The practice stopped two years ago, Vargas told AFP, adding he felt "somewhat" responsible for the ills that have befallen the community.

After his interview with AFP, Vargas was reported missing, his truck swept away by the raging river, according to his family's social media posts.

- 'Totally anomalous' -

In the village of Chima, about 20 minutes from Tipuani in a 4x4 vehicle, children splash and ride bicycles in the contaminated waters surrounding their homes and school, which has been closed since February.

Those who have access to the internet, often patchy, follow classes online.

"The town may disappear but we have to keep working. What are we going to live on if we don't work?" said Manuel Barahona, a gray-haired 63-year-old whose house is also under water.

Added to the river-altering effects of gold mining, are the ravages of climate change in one of the poorest countries in Latin America.

Bolivia is one of the ten most exposed countries in the world to climate change, according to the 2021 Global Climate Risk Index compiled by advocacy group Germanwatch.

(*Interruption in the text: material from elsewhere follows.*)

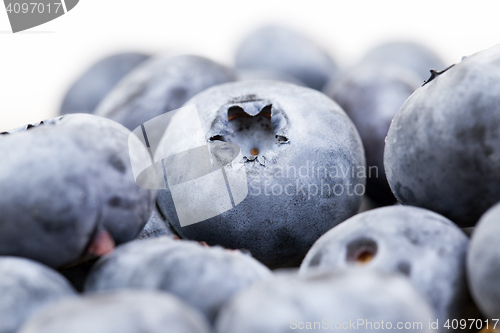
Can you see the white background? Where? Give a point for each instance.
(37, 66)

And the Alliance for Global Water Adaptation, an NGO that advises on policy, said in a report last year that "climate change is intensifying Bolivia's water vulnerabilities... increasing the frequency and severity of droughts and floods."

The rains that fell on Tipuani were the most intense for a month of January since 2012, according to Bolivia's National Meteorology and Hydrology Service (Senamhi).

"It is totally anomalous" for a period marked by the La Nina weather phenomenon that ordinarily brings less rainfall, not more, said Lucia Walper, head of forecasting at Senamhi.

Last year's record forest fires in Bolivia's east have also altered rainfall patterns, with less vegetation to retain moisture over the Amazon meaning more rains fall further west on the high plains, she explained.